Creating a custom Counterfactual Logit Pairing Dataset

Applying Counterfactual Logit Pairing (CLP) to evaluate and improve the fairness of your model requires a counterfactual dataset. You create a counterfactual dataset by duplicating your existing dataset and changing the new dataset to add, remove, or modify identity terminology. This tutorial explains the approach and techniques for creating a counterfactual dataset for your existing text dataset.

You use your counterfactual dataset with the CLP technique by creating a new data object, CounterfactualPackedInputs, that contains the original_input and counterfactual_data, and looks like the following:

CounterfactualPackedInputs looks like the following:

CounterfactualPackedInputs(
  original_input=(x, y, sample_weight),
  counterfactual_data=(original_x, counterfactual_x,
                       counterfactual_sample_weight)
)

The original_input should be the original dataset that is used to train your Keras model. counterfactual_data should be a tf.data.Dataset with the original x value, the corresponding counterfactual_x value, and the counterfactual_sample_weight. The counterfactual_x value is nearly identical to the original value but with one or more of the attributes removed or replaced. This dataset is used to pair the loss function between the original value and the counterfactual value with the goal of assuring that the model’s prediction doesn’t change when the sensitive attribute is different. original_input and counterfactual_data need to be the same shape. You can duplicate values from counterfactual_data so that it’s the same number of elements as original_input.
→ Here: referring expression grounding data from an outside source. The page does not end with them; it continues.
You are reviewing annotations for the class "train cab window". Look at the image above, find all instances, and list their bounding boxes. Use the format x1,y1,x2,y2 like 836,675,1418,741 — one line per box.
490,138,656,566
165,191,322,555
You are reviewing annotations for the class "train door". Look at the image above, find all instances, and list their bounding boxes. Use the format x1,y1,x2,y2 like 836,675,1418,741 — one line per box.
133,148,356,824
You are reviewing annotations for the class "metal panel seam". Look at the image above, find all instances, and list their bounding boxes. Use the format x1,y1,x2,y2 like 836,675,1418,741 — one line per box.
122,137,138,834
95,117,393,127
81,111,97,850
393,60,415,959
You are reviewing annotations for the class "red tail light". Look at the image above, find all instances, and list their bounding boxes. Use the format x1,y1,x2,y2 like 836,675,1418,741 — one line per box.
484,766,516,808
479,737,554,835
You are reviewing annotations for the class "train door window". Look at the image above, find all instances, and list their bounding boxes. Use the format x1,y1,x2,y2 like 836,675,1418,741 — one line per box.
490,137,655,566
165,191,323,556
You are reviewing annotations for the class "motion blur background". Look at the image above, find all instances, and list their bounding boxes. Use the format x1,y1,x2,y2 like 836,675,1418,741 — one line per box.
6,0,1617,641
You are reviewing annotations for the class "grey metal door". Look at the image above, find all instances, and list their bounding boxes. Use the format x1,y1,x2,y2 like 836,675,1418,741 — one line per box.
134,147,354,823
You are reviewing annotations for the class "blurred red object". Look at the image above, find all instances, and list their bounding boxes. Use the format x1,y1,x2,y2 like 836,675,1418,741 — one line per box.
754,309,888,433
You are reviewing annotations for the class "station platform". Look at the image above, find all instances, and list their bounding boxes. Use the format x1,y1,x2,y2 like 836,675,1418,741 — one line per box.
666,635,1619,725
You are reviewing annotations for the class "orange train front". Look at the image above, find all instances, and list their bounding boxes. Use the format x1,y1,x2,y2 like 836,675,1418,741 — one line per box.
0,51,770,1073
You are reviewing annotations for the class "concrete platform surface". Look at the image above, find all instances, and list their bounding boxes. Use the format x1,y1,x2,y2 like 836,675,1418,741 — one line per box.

Properties of counterfactual_data:

All original_x values need to have references to an identity group
Each counterfactual_x value is identical to the original value, but with one or more of the attributes removed or replaced
Have the same shape as original input (you can duplicate values so that they’re the same shape)

counterfactual_data does not need to:

Have overlap with data within original input
Have ground truth labels

Here’s an example of what a counterfactual_data would look like if you remove the term "gay".

original_x: “I am a gay man”
counterfactual_x: “I am a man” 
counterfactual_sample_weight”: 1

If you have a text classifier, you can use build_counterfactual_data to help create a counterfactual dataset. For all other data types, you need to provide a counterfactual dataset directly.

Setup

You'll begin by installing TensorFlow Model Remediation.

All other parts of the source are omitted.